Station criticality ranking and clustering. Numbers refer to station criticality ranking 1-95; colours refer to the five clustering categories, ranging from green (cluster with lowest criticality) via yellow, orange and red to dark purple (cluster with highest criticality). The inset upper-left zooms into the centre part of the network

Conclusions

In this study we propose a generic approach to predict how often different disruption types occur at different stations of a PT network, and to predict the impact related to these disruptions as measured in terms of passenger delays. The contribution of our research lies in the development of supervised learning models to predict disruptions and their passenger impacts for each individual station, disruption type and time period, as sufficient empirical disruption observations will not always be available for each location and time period. Besides, our models can predict disruption impacts for all stations and time periods for a medium-sized PT network (consisting of 95 metro stations) within 10 min. Hence, our method provides an alternative for existing, computationally more expensive methods to predict passenger delays for a complete PT network. Applied to the Washington metro network, our models predict a yearly passenger delay of 5.9 million hours for the total metro network. Five different types of station are distinguished by clustering stations according to their expected criticality. Stations with high train frequencies and high passenger volumes located at central trunk sections of the network show to be most critical, together with start/terminal and transfer stations. Intermediate stations located at branches of a line are least critical. The lower train frequencies and passenger volumes result in lower disruption exposure and impact, despite less route alternatives typically being available for these passengers when a disruption occurs.

Our study results provide PT authorities and service providers insights into the frequency, location and passenger impact of different disruptions. It provides an overview of the stations which contribute most to the vulnerability of the total PT network. Categorising stations based on their disruption characteristics shows the different station types which can be distinguished based on their contribution to network vulnerability. This supports PT agencies in prioritising what type of disruptions at what location to focus on, to potentially achieve the largest improvements in network robustness.
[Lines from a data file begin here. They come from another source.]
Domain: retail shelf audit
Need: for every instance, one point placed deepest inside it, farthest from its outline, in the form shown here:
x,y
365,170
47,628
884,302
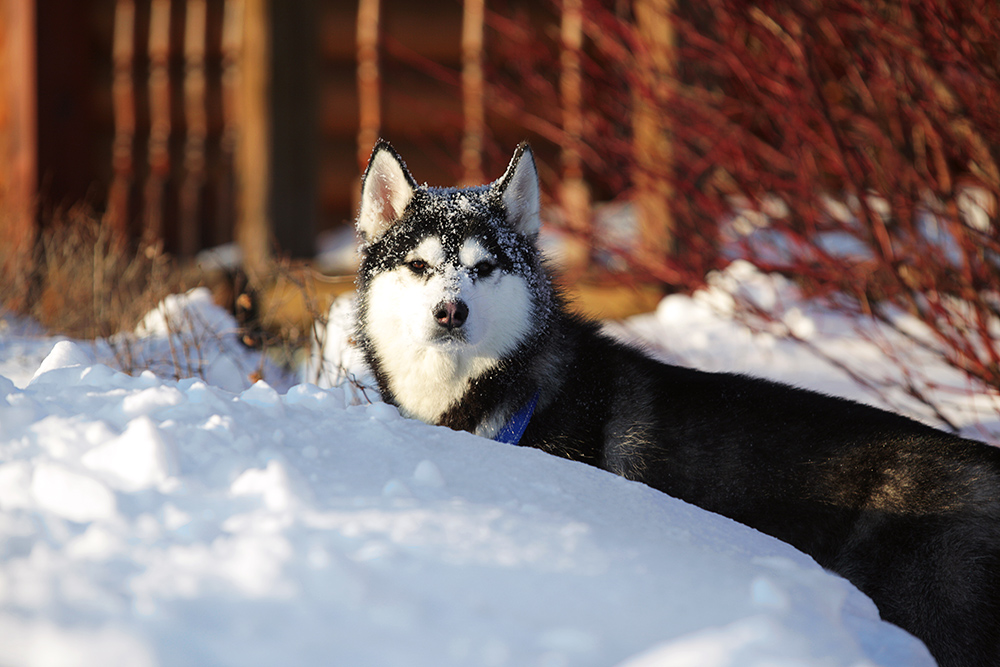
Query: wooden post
x,y
472,91
651,135
123,107
253,151
369,108
294,110
18,141
159,120
227,206
196,119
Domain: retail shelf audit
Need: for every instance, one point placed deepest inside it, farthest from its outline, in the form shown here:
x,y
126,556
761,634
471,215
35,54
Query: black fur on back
x,y
908,513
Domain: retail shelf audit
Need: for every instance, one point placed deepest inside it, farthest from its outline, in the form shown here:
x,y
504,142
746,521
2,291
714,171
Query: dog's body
x,y
462,327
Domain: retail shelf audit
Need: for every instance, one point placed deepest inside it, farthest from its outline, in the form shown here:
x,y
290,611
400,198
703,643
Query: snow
x,y
209,520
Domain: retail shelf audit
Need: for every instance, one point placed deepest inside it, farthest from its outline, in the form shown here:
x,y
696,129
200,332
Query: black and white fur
x,y
460,323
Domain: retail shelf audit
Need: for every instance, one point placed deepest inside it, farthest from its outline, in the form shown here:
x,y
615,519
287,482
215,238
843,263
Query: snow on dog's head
x,y
450,279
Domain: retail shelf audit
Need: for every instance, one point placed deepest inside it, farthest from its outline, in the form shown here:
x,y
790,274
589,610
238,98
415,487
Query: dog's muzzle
x,y
451,314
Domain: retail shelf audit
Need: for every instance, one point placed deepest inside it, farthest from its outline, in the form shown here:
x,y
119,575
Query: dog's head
x,y
448,282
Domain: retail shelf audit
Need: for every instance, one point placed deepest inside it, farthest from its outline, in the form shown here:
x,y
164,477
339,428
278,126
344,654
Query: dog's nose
x,y
451,314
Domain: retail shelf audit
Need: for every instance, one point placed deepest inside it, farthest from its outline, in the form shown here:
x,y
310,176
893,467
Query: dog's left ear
x,y
518,189
386,189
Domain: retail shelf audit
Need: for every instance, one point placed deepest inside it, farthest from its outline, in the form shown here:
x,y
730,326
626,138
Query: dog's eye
x,y
418,266
485,269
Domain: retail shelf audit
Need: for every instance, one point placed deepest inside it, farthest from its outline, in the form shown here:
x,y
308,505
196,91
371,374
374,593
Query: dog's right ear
x,y
386,189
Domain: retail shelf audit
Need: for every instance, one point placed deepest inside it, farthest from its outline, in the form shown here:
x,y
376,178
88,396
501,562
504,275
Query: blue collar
x,y
512,431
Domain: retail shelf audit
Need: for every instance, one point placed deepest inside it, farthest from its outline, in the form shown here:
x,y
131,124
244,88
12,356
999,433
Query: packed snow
x,y
155,519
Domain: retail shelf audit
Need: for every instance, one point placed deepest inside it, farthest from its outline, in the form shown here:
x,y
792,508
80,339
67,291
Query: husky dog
x,y
461,325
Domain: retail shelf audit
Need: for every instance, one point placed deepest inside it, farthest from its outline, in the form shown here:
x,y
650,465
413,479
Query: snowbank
x,y
148,521
151,522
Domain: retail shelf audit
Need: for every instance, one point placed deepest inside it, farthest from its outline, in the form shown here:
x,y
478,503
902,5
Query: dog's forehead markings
x,y
472,252
429,250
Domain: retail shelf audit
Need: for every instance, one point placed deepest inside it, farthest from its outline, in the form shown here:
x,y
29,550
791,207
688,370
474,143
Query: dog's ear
x,y
518,189
386,189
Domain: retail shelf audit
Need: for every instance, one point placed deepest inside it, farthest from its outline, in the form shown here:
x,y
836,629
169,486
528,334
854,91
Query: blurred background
x,y
850,145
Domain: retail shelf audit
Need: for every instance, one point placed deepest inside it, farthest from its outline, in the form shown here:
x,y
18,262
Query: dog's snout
x,y
451,314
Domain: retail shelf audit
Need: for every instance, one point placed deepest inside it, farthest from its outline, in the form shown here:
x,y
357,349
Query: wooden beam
x,y
253,151
369,108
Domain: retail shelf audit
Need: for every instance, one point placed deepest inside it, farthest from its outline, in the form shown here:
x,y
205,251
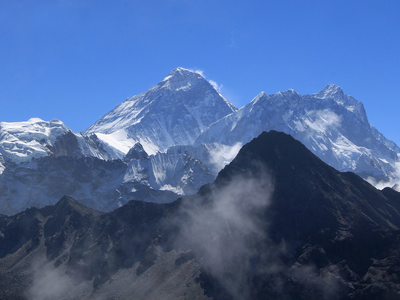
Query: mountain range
x,y
176,137
277,223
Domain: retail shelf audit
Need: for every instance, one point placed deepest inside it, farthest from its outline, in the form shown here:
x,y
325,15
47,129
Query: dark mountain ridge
x,y
277,223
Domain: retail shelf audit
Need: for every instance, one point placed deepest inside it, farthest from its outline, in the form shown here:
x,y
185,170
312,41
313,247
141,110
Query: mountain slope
x,y
278,223
174,112
331,124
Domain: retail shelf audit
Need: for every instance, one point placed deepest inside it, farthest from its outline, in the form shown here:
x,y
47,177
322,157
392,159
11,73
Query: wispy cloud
x,y
223,232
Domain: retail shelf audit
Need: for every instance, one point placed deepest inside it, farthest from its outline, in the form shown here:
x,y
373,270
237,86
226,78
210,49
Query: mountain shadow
x,y
278,223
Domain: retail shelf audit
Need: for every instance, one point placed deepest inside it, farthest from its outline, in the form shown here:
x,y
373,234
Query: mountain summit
x,y
333,125
174,112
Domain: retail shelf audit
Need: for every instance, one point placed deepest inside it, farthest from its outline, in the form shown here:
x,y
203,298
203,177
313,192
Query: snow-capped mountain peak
x,y
174,112
181,78
22,141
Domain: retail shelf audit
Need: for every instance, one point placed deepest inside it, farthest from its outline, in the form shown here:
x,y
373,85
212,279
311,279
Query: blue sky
x,y
76,60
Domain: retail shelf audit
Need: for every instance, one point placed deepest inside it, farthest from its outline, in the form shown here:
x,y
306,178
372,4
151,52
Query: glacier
x,y
176,137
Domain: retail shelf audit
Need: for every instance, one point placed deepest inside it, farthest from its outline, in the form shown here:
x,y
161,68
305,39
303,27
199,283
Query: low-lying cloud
x,y
223,230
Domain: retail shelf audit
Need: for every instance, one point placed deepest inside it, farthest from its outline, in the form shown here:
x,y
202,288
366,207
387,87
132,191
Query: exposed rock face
x,y
331,124
174,112
278,223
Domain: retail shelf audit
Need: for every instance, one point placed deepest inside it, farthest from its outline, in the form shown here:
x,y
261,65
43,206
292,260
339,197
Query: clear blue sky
x,y
75,60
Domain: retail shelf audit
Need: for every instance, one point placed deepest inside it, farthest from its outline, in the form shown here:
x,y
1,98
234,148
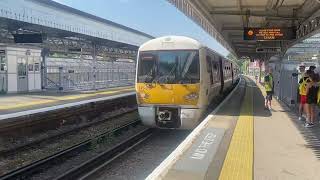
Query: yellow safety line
x,y
62,98
238,164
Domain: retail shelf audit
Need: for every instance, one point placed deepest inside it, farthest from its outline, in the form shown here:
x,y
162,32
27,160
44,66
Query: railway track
x,y
37,167
15,149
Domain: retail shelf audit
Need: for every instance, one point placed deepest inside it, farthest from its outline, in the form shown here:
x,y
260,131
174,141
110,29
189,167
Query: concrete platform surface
x,y
283,148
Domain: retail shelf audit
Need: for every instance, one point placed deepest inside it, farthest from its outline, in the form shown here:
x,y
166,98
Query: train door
x,y
34,75
3,72
221,66
22,74
232,75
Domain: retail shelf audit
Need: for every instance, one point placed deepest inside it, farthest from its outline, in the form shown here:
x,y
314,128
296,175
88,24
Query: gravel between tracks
x,y
43,150
86,155
141,160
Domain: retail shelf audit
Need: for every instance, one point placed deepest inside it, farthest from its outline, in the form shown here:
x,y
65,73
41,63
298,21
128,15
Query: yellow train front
x,y
176,79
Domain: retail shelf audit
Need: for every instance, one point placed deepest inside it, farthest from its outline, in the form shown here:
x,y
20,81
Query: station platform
x,y
241,140
13,103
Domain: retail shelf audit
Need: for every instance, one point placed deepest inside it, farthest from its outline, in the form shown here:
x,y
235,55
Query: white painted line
x,y
51,108
163,168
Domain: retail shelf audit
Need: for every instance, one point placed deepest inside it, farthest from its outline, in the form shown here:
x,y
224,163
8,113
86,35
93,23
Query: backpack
x,y
266,79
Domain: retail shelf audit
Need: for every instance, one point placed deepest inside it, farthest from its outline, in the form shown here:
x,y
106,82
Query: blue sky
x,y
154,17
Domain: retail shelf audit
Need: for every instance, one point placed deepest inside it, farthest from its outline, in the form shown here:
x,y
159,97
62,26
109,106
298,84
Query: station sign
x,y
268,50
269,34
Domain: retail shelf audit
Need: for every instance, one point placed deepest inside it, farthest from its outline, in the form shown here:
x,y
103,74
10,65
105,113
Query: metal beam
x,y
255,13
253,7
231,28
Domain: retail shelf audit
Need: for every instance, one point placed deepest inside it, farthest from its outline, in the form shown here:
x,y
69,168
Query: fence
x,y
76,74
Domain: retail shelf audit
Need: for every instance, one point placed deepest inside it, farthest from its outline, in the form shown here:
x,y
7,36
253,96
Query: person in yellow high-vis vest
x,y
301,78
268,85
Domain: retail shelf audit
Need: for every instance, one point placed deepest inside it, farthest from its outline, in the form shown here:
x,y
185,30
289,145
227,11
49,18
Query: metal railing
x,y
76,74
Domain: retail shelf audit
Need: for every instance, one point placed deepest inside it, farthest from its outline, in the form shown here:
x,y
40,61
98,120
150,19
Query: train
x,y
176,79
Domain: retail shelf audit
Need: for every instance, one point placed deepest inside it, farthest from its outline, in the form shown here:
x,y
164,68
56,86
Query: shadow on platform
x,y
311,135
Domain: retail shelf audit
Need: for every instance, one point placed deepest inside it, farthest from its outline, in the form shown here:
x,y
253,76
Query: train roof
x,y
171,42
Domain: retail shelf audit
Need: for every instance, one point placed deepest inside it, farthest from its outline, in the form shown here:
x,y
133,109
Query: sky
x,y
154,17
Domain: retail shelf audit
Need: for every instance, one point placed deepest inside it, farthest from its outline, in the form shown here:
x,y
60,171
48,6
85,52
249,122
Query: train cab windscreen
x,y
169,67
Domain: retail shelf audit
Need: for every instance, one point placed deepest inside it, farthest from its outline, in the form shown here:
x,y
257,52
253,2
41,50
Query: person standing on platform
x,y
301,77
268,85
312,91
312,68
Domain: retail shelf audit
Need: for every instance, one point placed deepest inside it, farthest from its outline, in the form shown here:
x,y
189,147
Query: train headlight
x,y
144,95
191,97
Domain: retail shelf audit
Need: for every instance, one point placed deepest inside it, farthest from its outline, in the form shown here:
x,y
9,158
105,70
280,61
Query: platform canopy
x,y
226,21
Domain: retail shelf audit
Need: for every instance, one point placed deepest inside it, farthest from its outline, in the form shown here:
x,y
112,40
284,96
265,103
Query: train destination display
x,y
268,34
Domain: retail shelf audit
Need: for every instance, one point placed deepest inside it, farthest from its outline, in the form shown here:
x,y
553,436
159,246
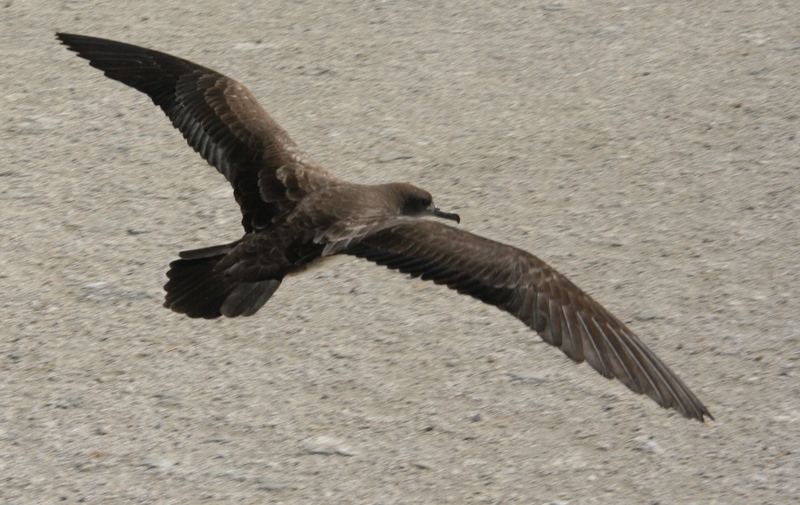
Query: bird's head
x,y
416,202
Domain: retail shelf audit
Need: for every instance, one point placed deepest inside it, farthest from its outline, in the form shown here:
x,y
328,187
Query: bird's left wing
x,y
219,118
529,289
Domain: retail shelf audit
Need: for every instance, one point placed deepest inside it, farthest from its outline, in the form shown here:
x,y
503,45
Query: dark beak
x,y
434,211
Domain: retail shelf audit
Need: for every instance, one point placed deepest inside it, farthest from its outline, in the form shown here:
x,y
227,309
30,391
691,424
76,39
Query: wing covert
x,y
526,287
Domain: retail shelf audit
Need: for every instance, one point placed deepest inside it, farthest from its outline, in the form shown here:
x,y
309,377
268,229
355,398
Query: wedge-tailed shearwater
x,y
295,212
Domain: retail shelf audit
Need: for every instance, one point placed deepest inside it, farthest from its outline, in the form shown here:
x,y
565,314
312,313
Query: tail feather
x,y
197,289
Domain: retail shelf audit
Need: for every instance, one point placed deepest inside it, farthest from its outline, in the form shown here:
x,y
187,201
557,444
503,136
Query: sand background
x,y
649,150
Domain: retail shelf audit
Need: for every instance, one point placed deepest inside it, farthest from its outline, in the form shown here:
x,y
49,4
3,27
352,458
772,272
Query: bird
x,y
295,213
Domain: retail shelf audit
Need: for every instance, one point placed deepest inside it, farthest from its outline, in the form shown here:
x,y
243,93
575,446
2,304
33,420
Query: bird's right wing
x,y
529,289
218,117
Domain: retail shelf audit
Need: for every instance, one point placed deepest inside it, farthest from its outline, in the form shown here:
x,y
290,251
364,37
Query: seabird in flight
x,y
295,212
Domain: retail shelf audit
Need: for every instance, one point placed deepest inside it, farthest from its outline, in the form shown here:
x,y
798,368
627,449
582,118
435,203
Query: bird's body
x,y
295,213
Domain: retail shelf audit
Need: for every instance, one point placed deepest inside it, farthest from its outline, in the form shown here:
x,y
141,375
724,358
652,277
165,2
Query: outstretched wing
x,y
219,118
529,289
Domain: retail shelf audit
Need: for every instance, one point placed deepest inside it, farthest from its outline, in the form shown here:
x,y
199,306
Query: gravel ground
x,y
649,150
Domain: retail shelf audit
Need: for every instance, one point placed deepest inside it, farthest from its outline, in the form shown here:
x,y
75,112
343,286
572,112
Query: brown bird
x,y
294,212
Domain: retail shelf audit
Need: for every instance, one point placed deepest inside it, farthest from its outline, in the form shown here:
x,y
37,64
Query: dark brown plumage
x,y
294,212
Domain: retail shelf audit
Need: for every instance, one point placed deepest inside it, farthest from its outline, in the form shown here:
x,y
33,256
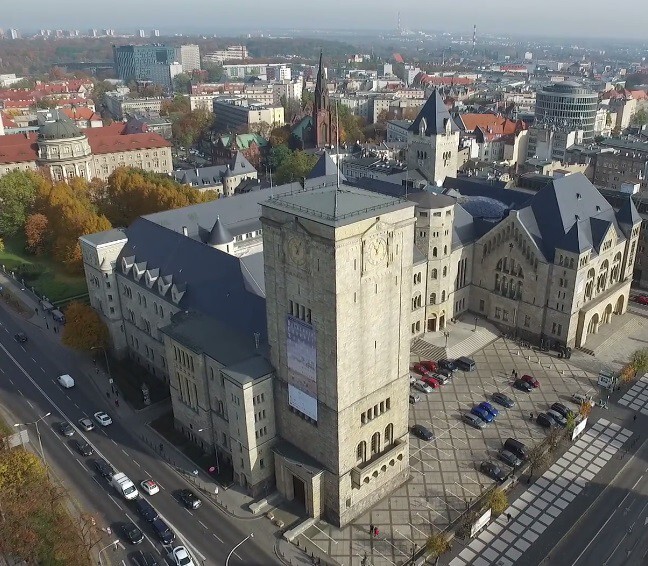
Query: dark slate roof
x,y
215,284
436,117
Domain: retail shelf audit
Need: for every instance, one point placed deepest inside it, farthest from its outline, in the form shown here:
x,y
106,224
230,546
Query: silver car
x,y
472,420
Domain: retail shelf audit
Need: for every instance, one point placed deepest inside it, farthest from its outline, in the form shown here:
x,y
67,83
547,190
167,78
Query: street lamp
x,y
40,440
251,535
113,543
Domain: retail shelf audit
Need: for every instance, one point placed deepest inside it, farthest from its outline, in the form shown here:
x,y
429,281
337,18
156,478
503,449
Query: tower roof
x,y
435,117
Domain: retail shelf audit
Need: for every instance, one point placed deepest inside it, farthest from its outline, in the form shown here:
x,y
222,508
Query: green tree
x,y
295,167
18,190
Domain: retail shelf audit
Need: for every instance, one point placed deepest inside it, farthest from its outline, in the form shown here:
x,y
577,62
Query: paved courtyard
x,y
444,472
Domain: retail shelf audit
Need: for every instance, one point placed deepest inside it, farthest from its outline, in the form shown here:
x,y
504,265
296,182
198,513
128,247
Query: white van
x,y
65,381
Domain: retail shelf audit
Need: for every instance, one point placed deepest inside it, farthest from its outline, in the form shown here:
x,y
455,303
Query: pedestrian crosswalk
x,y
504,541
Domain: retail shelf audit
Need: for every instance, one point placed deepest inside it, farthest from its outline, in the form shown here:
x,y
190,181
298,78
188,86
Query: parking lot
x,y
445,473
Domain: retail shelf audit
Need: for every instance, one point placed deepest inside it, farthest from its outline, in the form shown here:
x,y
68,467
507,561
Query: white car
x,y
102,418
150,487
86,424
181,556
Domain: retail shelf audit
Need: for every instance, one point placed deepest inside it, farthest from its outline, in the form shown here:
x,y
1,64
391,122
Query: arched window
x,y
375,443
389,434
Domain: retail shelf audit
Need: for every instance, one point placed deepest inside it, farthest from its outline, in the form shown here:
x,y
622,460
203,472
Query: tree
x,y
18,190
36,232
83,329
498,501
437,545
295,167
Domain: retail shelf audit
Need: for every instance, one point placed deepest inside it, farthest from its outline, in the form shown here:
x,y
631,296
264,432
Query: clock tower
x,y
338,270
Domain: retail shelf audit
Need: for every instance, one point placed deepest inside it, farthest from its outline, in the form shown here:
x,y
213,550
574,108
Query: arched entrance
x,y
592,327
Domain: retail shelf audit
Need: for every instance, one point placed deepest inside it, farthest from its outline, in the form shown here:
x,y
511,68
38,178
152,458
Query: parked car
x,y
422,432
531,380
422,386
544,420
83,448
562,409
509,458
472,420
190,499
502,399
492,410
483,414
493,471
523,385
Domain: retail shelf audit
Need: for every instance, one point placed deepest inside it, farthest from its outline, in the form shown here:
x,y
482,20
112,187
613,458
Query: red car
x,y
430,365
530,380
433,383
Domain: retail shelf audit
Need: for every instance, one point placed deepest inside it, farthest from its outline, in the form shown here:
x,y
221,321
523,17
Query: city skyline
x,y
555,18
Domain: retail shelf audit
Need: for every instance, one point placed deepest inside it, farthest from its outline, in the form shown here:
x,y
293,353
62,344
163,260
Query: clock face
x,y
297,251
377,250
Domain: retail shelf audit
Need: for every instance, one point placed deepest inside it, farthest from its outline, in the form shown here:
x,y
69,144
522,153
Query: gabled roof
x,y
436,116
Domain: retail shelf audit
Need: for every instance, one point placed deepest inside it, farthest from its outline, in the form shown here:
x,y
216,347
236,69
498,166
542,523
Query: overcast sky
x,y
578,18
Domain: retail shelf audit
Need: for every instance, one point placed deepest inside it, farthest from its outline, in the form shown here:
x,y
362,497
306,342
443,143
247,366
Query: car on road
x,y
132,533
422,386
65,428
493,471
83,448
483,414
544,420
181,556
487,406
509,458
502,399
556,416
565,411
140,558
531,380
422,432
102,418
20,337
150,487
86,424
104,469
190,499
472,420
145,510
523,385
162,531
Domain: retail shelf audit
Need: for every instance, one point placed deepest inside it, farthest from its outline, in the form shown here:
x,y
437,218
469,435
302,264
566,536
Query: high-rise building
x,y
189,57
145,63
568,106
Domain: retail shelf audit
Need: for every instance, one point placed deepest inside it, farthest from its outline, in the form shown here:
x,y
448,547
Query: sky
x,y
576,18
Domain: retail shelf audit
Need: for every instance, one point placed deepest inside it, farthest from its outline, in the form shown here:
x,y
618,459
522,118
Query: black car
x,y
163,532
493,471
545,421
83,448
503,400
65,428
144,559
190,499
448,364
562,409
132,533
422,432
523,385
104,469
145,510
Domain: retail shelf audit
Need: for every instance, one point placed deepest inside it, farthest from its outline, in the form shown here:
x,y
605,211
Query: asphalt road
x,y
28,388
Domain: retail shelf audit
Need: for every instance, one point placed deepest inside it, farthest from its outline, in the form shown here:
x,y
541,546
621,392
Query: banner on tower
x,y
301,354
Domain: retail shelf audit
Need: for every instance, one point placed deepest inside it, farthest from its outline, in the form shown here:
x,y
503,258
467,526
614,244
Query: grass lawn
x,y
53,282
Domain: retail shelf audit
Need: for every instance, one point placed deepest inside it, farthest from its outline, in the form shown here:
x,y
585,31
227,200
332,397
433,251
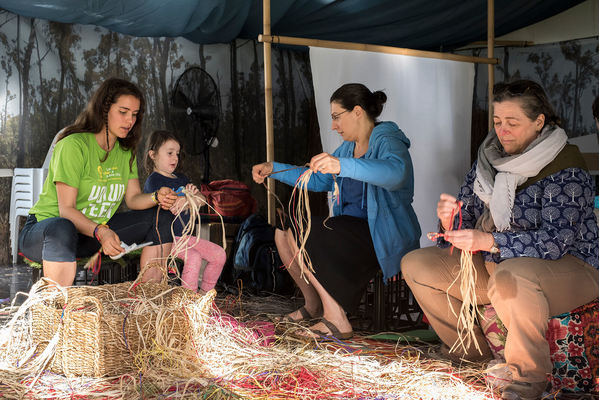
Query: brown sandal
x,y
334,331
286,319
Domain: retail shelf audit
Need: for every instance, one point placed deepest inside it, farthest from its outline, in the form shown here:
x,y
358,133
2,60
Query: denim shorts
x,y
57,239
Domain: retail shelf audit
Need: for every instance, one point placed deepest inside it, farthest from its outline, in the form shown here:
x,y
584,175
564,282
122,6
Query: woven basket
x,y
102,329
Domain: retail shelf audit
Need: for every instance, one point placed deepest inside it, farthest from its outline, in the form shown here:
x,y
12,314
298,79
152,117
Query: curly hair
x,y
95,116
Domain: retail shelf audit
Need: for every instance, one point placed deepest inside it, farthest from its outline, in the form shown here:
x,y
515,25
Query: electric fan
x,y
195,113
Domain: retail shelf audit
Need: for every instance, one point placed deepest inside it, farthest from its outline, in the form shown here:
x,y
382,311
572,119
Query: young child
x,y
161,159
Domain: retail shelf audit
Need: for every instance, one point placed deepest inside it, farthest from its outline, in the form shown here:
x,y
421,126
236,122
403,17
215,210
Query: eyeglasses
x,y
335,117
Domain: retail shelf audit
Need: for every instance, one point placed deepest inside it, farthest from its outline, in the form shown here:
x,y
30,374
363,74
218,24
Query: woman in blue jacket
x,y
373,223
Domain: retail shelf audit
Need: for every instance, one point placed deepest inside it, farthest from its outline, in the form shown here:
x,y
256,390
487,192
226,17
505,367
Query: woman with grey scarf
x,y
527,216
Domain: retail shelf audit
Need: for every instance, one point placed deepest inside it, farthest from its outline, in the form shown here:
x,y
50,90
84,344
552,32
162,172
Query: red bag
x,y
229,198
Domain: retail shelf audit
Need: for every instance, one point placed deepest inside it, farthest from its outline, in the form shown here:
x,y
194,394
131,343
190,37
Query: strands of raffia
x,y
191,205
224,361
467,317
301,218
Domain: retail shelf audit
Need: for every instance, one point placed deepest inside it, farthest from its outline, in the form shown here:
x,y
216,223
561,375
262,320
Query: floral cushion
x,y
574,348
573,344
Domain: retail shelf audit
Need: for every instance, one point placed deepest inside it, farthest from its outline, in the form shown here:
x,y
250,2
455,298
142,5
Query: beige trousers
x,y
524,291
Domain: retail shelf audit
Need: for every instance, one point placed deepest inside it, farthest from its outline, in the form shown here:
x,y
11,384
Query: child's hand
x,y
261,171
110,241
191,188
178,206
166,197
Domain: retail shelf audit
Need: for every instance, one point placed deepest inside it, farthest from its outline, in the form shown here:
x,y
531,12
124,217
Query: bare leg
x,y
332,311
313,292
149,254
62,273
287,250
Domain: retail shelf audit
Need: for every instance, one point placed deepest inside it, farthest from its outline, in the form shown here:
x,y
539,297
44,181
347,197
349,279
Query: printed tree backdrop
x,y
49,71
568,71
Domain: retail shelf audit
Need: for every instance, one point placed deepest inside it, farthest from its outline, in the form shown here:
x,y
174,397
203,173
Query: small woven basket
x,y
102,329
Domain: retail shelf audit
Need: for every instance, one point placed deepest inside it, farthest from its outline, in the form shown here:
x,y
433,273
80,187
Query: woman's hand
x,y
111,244
166,197
325,163
193,189
261,171
470,239
446,207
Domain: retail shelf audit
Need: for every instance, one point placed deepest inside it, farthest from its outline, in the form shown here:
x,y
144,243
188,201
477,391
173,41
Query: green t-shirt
x,y
101,185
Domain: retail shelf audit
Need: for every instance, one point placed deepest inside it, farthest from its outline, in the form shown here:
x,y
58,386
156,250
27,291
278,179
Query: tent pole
x,y
374,48
270,149
490,54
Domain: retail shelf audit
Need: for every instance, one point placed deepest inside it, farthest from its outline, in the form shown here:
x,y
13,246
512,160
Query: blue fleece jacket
x,y
388,177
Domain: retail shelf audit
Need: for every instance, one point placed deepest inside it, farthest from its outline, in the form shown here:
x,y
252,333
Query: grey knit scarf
x,y
498,174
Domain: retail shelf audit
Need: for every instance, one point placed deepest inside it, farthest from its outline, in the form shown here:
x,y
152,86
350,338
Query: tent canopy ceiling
x,y
438,25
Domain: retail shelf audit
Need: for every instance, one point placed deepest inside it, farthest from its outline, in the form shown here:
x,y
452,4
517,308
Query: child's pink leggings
x,y
197,250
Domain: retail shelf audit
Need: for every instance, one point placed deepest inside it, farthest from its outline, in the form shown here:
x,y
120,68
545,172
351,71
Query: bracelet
x,y
96,231
155,197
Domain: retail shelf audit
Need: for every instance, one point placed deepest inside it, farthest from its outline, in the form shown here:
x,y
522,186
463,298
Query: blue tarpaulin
x,y
439,25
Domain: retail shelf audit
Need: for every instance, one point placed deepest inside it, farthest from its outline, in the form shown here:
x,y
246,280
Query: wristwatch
x,y
494,248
Ranking all stations according to their criticality directly supports decision-makers to target robustness measures at these stations which need it most. The explicit distinction between disruption exposure and impact helps determining what type of measure would be most suitable for each (type of) station. Our method can also be used to quantify the robustness benefits of new infrastructure, such as a new rail link. The model trained for the current PT network can be used to predict the new station criticality in the event of a network adjustment, by updating network-related predictors. This results in a fast and complete quantification of robustness benefits, which can be incorporated in appraisal studies.

We formulate four recommendations for future research. First, we recommend further testing of our model sensitivity in relation to missing disruption duration information. We recommend to apply this method to other case study networks, where the disruption duration—possibly including recovery time—is provided in the disruption log data, so that the sensitivity of the model performance can be investigated. This might enable a further improvement of the R² value of the disruption impact model, which can currently be considered reasonably high. Second, application of our method to a link based or joint node and link based vulnerability analysis is recommended. As disruptions in the data set provided to us were allocated to stations, we applied a node based vulnerability analysis. Our methodology is however directly applicable for link based analyses using the same predictors. Testing the sensitivity of our model outcomes to this is therefore recommended. Third, although our model allows for a reasonably accurate prediction of disruption impacts, our model slightly underestimates disruption predictions by 5% on average. Future research is therefore recommended to further improve of the accuracy of this prediction model. Fourth, we also recommend incorporating the availability of other modes in the assessment of the number of paths remaining available for passengers, as well as for the indication of passengers’ travel time extension, as used as predictors in our disruption impact prediction model. As our model only considers metro lines, robustness resulting from the availability of alternative modes of transport in the network is potentially somewhat underestimated. In our study we compare the difference between realised and scheduled journey time from the first metro station at which a passenger tapped in, to the final metro station where one has tapped out. Therefore, we do account for potential denied boarding in our delay calculation. This however implies that disruption impacts on perceived journey times (e.g. due to increased crowding levels) are not captured in our model. In addition, when passengers would change their boarding or alighting station in response to a disruption, this could result in longer access or egress times to and from the metro network. This delay impact outside the considered metro network itself is not captured in our current model, but is recommended to consider in future research.